Description du cocotier du Chili

Jubaea chilensis produit un stipe massif haut jusqu’à 20 m, légèrement en forme de bouteille : c’est à dire épais sur sa partie basse et plus fin sous la couronne. L’espèce est monocaule, avec un unique point de croissance, incapable de survivre à l’étêtage ou à la destruction de son bourgeon terminal.

Son faux tronc ou stipe peut mesurer jusqu’à 5 m de circonférence (1 à 2 m de largueur).
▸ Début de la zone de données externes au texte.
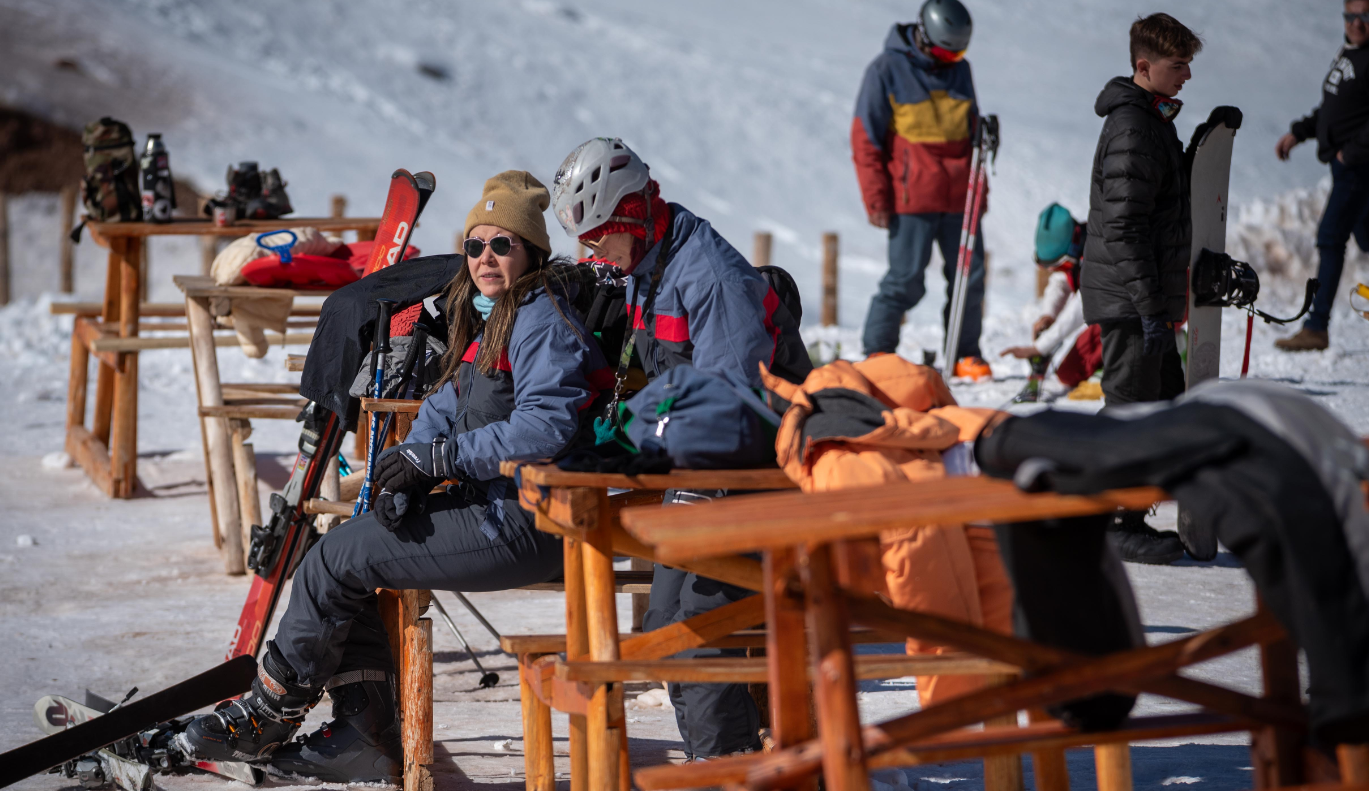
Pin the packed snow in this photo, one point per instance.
(744, 112)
Il est d’autant mieux mis en valeur qu’il devient gris, presque lisse et légèrement annelé, lorsque les vieilles palmes tombent, ne laissant qu’un léger réticule de cicatrices foliaires.

Sa couronne plutôt conique, comporte 30 à 50 palmes à feuilles pennées longues de 2 à 5 m, aux nombreuses folioles alternes placés en V, vert au-dessus, et un peu plus glauques au revers.

Jubaea chilensis n’est mature, donc capable de fleurir, qu’à l’âge de 40 à 60 ans. Heureusement lorsqu’il fleurit, il produit des fleurs mâles et des fleurs femelles différenciées (monoïque), mais sur le même palmier, ce qui lui permet d’être autofertile.

Ses inflorescences sont longues de 150 cm, trapues et très ramifiées. Ces spadices brun rougeâtre émergent en été de l’aisselle des feuilles les plus basses. Les fleurs sont jaunâtres.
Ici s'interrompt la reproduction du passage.